Por su puesto, su identidad sexual; sus gustos a carnes del mismo género físico o mental, a cuerpos con mentes de otras personas o a mentes atrapadas en otros cuerpos, a entes diferentes, hétero, homo, lesbo, hermafro, zoo, travesto; debe quedar manifiesta en la mañana, en la tarde y en la noche.
No puede llamarse amor lo que siente hacia su pareja si no se expone de manera escandalosa, si no se destapa en Facebook o en Twitter.
Abre la aplicación, apunta con la cámara al plato servido en la mesa, atrapa en el sensor esa belleza efímera que más tarde caerá por su recto hasta las cañerías que hieden a humano.
Aplica un filtro y la belleza aumenta. Comparte y el planeta entero brilla y agradece su aporte.
Alerta, la batería se agota. Urge como nada la compra de un cargador portátil.
Corre a su lugar de labor y con ansioso sudor trata de acaparar el tomacorriente. Qué trabajo le cuesta separarse de su aparato.

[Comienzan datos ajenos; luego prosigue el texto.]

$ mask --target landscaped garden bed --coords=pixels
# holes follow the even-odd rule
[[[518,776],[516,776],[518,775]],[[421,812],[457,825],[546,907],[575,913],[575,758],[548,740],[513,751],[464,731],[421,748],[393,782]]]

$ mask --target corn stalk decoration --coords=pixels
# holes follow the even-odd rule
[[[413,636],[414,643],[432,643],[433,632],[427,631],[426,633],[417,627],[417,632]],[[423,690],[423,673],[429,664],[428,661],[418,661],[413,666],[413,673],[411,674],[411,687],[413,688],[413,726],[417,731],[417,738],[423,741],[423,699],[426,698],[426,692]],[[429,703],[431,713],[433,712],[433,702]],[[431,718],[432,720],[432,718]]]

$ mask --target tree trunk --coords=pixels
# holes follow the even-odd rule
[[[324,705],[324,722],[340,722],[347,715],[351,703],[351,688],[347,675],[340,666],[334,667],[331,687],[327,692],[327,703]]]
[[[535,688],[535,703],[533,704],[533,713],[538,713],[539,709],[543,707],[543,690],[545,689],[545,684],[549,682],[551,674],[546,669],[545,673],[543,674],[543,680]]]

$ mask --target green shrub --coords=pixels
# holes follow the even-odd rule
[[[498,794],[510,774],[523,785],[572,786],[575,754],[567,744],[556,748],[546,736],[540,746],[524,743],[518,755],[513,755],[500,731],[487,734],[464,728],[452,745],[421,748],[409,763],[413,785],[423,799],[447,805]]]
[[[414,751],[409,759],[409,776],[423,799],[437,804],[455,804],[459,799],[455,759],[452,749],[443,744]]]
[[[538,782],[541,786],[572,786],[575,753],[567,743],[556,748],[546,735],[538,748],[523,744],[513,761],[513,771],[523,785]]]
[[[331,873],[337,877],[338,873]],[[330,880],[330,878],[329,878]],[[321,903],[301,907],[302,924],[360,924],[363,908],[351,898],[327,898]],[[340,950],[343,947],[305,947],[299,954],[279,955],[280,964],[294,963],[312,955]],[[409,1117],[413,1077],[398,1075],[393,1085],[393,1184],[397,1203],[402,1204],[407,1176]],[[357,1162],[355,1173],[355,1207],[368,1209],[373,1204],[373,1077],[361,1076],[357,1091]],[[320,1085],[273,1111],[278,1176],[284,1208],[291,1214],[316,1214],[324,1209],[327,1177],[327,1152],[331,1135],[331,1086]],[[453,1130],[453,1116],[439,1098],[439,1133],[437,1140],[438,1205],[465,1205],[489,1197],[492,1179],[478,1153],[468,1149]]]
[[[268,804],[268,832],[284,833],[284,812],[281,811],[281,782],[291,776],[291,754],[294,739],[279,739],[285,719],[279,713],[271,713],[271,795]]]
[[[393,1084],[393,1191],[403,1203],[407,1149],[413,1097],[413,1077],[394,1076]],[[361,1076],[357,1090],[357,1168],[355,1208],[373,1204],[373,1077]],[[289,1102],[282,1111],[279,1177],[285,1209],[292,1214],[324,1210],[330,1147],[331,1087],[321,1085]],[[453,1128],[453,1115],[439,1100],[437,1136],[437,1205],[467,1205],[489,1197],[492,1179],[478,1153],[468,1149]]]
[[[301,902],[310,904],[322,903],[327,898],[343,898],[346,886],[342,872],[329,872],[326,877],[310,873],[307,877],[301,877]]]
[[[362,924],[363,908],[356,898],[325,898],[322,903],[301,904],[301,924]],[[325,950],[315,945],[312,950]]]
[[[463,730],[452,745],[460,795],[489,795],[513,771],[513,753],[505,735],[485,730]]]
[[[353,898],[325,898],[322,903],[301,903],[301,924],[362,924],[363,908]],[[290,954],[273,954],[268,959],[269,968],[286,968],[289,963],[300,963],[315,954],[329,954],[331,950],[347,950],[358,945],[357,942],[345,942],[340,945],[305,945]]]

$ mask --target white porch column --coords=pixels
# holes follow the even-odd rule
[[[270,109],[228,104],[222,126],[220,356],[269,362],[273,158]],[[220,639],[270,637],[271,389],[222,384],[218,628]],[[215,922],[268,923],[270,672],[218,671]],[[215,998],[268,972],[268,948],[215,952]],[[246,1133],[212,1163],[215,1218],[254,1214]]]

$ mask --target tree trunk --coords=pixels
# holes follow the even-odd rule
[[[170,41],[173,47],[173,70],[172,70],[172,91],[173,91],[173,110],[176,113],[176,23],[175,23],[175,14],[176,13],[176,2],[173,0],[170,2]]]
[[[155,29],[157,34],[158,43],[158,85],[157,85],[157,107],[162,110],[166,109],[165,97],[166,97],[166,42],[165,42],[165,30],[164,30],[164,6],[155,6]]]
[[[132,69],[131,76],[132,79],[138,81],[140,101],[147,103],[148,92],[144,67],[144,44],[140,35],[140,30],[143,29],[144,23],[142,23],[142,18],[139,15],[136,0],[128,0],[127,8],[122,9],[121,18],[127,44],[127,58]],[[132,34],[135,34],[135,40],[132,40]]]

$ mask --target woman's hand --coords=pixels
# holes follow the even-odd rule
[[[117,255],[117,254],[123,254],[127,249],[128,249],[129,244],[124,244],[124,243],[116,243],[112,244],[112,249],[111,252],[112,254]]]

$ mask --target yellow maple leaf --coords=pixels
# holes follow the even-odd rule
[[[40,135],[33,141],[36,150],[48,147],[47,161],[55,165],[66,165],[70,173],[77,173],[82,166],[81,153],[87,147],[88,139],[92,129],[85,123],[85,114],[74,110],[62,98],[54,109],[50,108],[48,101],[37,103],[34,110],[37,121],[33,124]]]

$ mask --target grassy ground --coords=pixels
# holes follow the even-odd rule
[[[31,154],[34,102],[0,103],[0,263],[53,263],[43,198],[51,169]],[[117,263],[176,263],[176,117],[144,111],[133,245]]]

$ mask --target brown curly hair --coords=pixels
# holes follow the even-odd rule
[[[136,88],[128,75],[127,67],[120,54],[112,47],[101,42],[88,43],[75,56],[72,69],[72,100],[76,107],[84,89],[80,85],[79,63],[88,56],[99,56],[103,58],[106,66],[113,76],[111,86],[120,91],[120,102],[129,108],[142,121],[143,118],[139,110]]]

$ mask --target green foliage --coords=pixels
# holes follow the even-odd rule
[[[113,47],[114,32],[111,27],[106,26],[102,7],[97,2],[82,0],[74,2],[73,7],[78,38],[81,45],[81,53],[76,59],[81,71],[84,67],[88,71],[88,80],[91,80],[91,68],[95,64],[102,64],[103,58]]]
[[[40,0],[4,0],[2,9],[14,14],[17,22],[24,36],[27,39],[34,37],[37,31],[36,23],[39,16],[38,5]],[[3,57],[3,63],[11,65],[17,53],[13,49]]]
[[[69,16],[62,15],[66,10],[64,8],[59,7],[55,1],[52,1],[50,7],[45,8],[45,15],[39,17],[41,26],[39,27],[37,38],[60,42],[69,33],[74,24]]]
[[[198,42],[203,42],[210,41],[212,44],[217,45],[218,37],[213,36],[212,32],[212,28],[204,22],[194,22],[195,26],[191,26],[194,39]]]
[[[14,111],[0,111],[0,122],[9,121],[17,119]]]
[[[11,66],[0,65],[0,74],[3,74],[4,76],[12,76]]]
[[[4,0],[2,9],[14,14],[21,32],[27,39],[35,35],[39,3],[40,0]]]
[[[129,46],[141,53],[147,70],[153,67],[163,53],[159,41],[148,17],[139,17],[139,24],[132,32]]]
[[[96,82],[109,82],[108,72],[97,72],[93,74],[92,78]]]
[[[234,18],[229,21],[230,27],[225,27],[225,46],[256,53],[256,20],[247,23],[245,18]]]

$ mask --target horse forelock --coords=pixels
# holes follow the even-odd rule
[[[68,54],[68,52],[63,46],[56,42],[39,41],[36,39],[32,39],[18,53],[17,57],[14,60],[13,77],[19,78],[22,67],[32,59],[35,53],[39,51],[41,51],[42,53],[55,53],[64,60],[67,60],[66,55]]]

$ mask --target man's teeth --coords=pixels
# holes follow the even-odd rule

El cable debería ser mucho más extenso.
Transcurre la tarde y le muestra al mundo lo feliz que es dentro de una oficina llena de gente que no aprecia sus virtudes.
Aparenta orgullo de ser un peón.
Cuando cree notar una maravilla natural diferente a su propia persona piensa que es noble apuntarla en sus entradas y reproducirla en sus muros digitales.
La noche lleva a una larga fila por un helado, un postre, o una comidita con unos amiguitos.
El retorno a casa se transcribe con minucia, sus seguidores no pueden aguardar el lapso de un post a otro.
Dentro de sus cobijas acaricia el “device” que tanto placer le brinda, siente en su boca la húmeda claridad de la pantalla.
Con Snapchat logra el polvo de su vida con un ser extraño al otro lado del videochat.
Esta vez no olvidará mantener conectado el celular mientras arrulla su velada.
La soledad no es parte de su jerga, ese pequeño dispositivo le permitirá dormir junto a sus contactos, sentir por ondas de radio las pulsaciones de sus pechos y el olor de sus cabellos.
Poco a poco olvida el significado de las letras y cada vez más adopta el moderno lenguaje del emoticón.
Su día se fue en fotos y memes, en chats con monosílabos y en angustia por electricidad o una batería portátil.